Di Mongondow, memang berjubel cerita,  hikayat, dan sejarah lisan yang ditradisikan sejak dulu kala hingga sampai pada era lampu petromax di totaboyan atau  yang dituturkan dari masing-masing tetua rumpun keluarga dari dalam rumah ketika listrik padam dan bohlam diganti nyala lilin, dan mulailah para pencerita bertutur.

Tapi saya tidak akan menceritakan kisah-kisah itu disini, dari apa yang dituturkan kakek, nenek, atau tetamu yang terpaksa menambah durasi kunjungan karena terperangkap hujan,  baik itu kisah tentang kerajaan, kiprah para Bogani, Loloda Mokoagow, anak-anak Mokodoludut, atau yang mulai nyerempet ke magis-horror ; 'biag' atau jin yang dipelihara dukun.

Saya menceritakan saja yang versi tertulis atau yang telah terdokumentasi dan terbit di Rotterdam Belanda sejak tahun 1867 silam, hasil penelusuran Wilken dan Schwarz atas yang apa yang masih diingat dan diceritakan orang Mongondow sebagai sebuah memori kolektif hingga pada saat kedatangan mereka ke Bolaang Mongondow kala itu. 

Salah satu yang hendak diceritakan adalah konflik yang pecah antara Spanyol dan Putri Silagondo, menantu dari Punu atau Raja Mokodoludut.

Ini bukan sembarang konflik karena melibatkan meriam kanon yang ditembakan secara bertubi-tubi dari kapal-kapal Spanyol di perairan Buntalo. Hingga saat ini, peristiwa konflik antara Putri Silagondo dan Spanyol masih berbekas tak sekadar menyisakan tradisi lisan, melainkan tanda yang masih bisa dilihat di bukit Silagondo atau bukit Buntalo. 

Dicatat oleh 2 penginjil Eropa, Wilken dan Schwarz, Putri Silagondo yang merupakan Istri dari anak Raja Mokodoludut bernama Yayubangkai, memiliki seekor anjing yang cerdik, cekatan, dan teramat pintar selain begitu setia terhadap tuannya. Jika Putri Silagondo menginginkan sesuatu semisal daging Anoa, Rusa, atau apapun yang diinginkan, maka Putri Silagondo tinggal mengatakannya pada anjing yang bernama Maindoka itu  dan secepat kilat Maindoka masuk hutan dan kembali sudah dengan hewan hasil buruan sebagaimana yang diminta tuannya.  Jika hewan buruan belum ditemukan, maka Maindoka belum akan kembali ke Putri Silagondo. Kecuali jika hewan buruan yang diminta sudah ada.
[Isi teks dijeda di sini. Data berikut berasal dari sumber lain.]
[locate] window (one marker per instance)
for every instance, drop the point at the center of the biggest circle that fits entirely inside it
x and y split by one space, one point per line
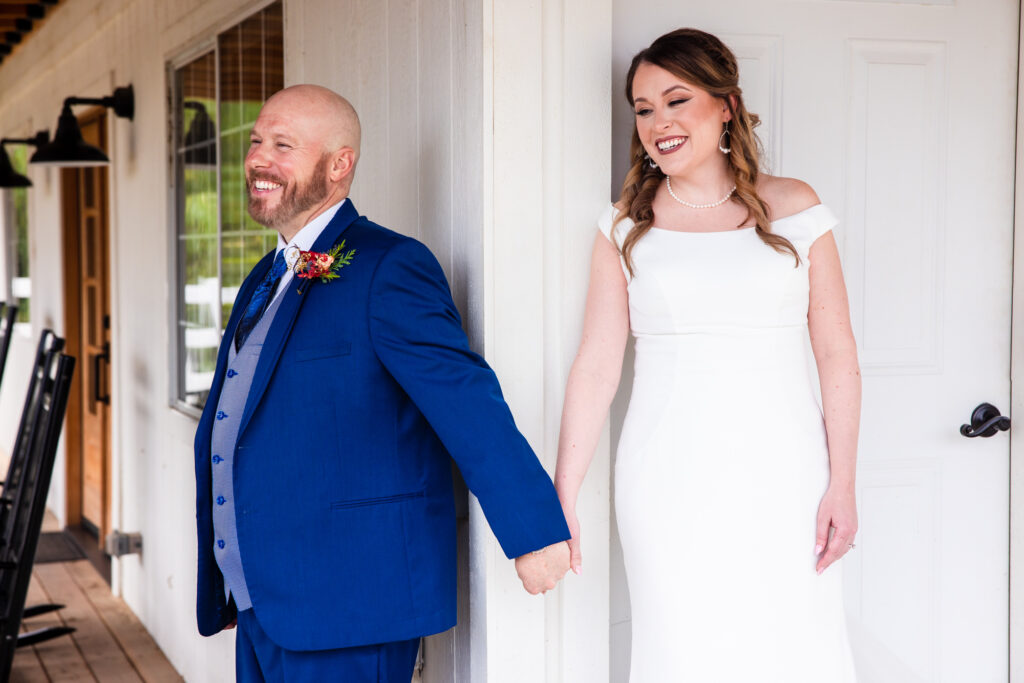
16 220
216 97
Kepintaran dan kepopuleran Maindoka akhirnya sampai ke telinga Spanyol yang merapat di perairan Buntalo untuk kepentingan dagang. Maka dimulailah perburuan itu. Spanyol mendekati sang tuan dan mengiming-imingi tawaran menggiurkan. Tapi sang pemilik anjing tak bergeming. Ia sama sekali tidak tertarik dengan bujuk rayu orang-orang Spanyol dengan berbagai modus.

Spanyol yang tak mau patah, terus saja menggoda. Hal mana membuat Putri Silagondo mulai merasa tak nyaman hingga membuatnya menghindari kontak dengan Spanyol. Tapi Spanyol tetap tak mau menyerah. Bahkan mulai mengancam dengan kekerasan.
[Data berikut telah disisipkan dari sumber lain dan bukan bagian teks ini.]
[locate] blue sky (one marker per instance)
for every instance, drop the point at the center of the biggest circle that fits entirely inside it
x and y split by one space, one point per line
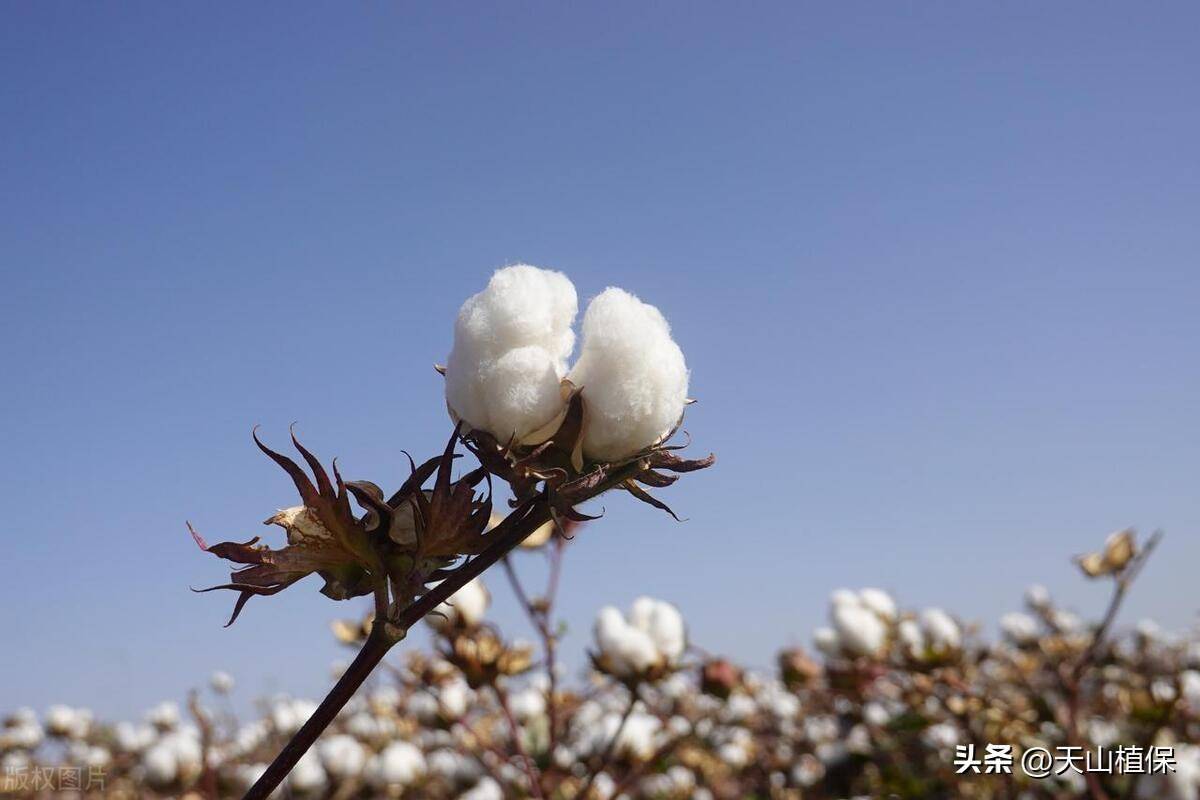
934 266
Rasa ketidak-nyamanan karena terus didekati Spanyol, pada akhirnya melahirkan rasa khawatir Putri Silagondo jika nanti akan terjadi sesuatu yang tak diinginkan apabila ia tak menuruti kemauan Spanyol untuk memiliki Maindoka. Terlebih Spanyol yang merasa tak berhasil meski sudah membujuk dengan berbagai kebaikan, mulai menunjukan perangai kasarnya. Akhirnya anjing itu dijual Putri Silagondo ke Spanyol.
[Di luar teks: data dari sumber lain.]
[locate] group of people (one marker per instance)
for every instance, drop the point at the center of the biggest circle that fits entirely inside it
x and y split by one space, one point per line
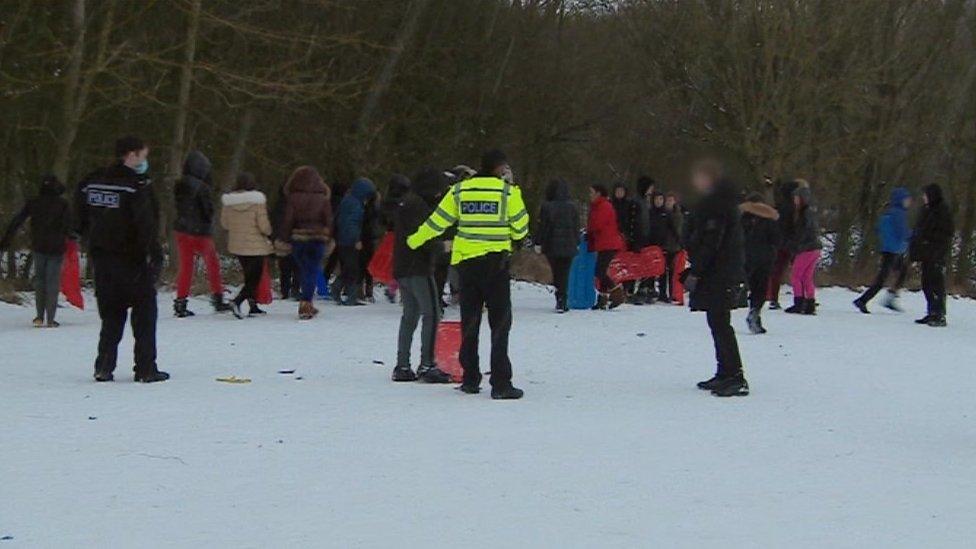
463 222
Setelah mendapatkan apa yang diinginkan, segera orang-orang Kastela ini menuju ke kapal sembari membawa Maindoka siap dibawa berlayar entah kemana.  Saat sauh diangkat, layar terkembang dan angin bertiup tanda kapal siap berangkat, Maindoka berjalan menuju geladak kapal dan mulai memperhatikan daratan Buntalo sebuah negeri yang kian menjauh dari matanya. Anjing itu lantas menangis, berputar-putar di geladak kapal, mungkin baru tahu ia sedang dibawa berlayar entah kemana dan itu pertanda akan berpisah dengan negeri dan tuannya. Saat kapal mulai jauh, Maindoka tiba-tiba melompat ke laut dan berenang kembali ke daratan menemui kembali majikannya, Putri Silagondo yang tentu senang anjing kesayanganya kembali ke pangkuan.

Di tahun berikutnya orang-orang Spanyol kembali datang di perairan Buntalo. Saat sauh dilempar segera mereka berjalan menuju ke darat. Mereka menginginkan anjing itu kembali. Putri Silagondo segera dikirimi pesan disertai ancaman supaya segera mengembalikan anjing itu. Jika menolak, maka perang akan meletus di Buntalo.

Putri Silagondo menolak. Ia tak bergeming dengan ancaman perang itu. Hal mana membuat Spanyol murka dan itu pertanda perang dimulai. 

Genderang perang yang sudah ditabuh, membuat Putri Silagondo memutar otak mencari cara bagaimana bisa lolos dari tanda bahaya ini.  Ia lantas menggelar kenduri besar di kediamannya. Orang-orang Spanyol diundang ke bukit Buntalo tempat diadakannya pesta itu. Sebuah undangan yang sebenarnya tak di tunggu apalagi dinantikan Spanyol sama sekali karena mereka memang sedang mencari Putri Silagondo ada di mana.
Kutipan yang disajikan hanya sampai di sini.